Dort hatte vergangene Woche der 18-jährige David S. neun Menschen erschossen und dann sich selbst getötet. Die Tat gilt derzeit als Amoklauf - aus Hass auf Menschen. Die Polizei ermittelt noch. Die Bluttat hat großes Entsetzen hervorgerufen - aber auch "Trittbrettfahrer" angelockt. Derzeit ermittelt die Polizei in zehn Fällen.
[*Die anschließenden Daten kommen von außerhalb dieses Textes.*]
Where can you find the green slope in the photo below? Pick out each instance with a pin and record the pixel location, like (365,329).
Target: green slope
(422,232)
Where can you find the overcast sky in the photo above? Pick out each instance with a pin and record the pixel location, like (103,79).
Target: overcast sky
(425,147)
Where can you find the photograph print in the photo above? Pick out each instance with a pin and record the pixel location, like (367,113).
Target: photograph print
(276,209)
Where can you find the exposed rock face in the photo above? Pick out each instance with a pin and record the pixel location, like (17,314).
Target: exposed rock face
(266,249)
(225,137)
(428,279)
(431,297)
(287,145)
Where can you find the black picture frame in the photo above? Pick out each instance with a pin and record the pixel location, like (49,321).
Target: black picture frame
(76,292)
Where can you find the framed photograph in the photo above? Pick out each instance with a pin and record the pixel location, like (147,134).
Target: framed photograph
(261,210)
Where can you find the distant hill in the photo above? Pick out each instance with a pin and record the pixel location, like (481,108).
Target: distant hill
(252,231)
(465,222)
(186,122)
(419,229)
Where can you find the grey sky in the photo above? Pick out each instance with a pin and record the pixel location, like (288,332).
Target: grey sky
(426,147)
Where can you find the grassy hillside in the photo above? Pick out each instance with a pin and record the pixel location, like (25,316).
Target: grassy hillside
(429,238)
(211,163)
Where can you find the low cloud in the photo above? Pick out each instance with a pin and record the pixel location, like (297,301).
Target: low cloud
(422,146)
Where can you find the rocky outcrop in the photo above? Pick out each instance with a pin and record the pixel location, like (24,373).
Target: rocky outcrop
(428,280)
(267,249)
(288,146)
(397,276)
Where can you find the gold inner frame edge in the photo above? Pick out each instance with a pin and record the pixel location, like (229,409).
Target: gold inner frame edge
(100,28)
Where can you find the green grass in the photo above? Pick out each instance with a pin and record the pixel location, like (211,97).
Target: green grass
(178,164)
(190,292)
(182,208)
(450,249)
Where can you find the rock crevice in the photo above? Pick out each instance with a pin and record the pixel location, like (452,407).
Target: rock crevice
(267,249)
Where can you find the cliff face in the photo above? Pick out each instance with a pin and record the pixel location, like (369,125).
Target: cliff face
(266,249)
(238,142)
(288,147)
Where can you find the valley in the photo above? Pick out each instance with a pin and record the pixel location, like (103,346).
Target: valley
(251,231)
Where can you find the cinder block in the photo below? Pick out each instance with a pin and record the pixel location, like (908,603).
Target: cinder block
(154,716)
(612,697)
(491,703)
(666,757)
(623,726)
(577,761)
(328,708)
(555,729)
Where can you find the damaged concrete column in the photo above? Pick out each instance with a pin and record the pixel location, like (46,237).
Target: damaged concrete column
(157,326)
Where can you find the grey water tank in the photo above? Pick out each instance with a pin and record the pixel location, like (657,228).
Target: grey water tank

So wurde im Gruppen-Chat einer Schulklasse ein Amoklauf angekündigt. In einem anderen Fall drohte ein 17-Jähriger eine Pistole mit zur Schule zu bringen. Ein 14 Jahre alter Junge postete eine Einladung in ein Fast-Food-Restaurant - ähnlich soll auch David S. Opfer angelockt haben.

Das Ganze geschieht in der Regel über Chats und soziale Netzwerke. Und es sind auch ältere Männer, nicht nur Jugendliche, die so etwas tun. Die Polizei geht hart dagegen vor. Bei allen wurden die Wohnungen durchsucht, es werden Anklagen erhoben und es drohen hohe Kosten für die Polizeieinsätze.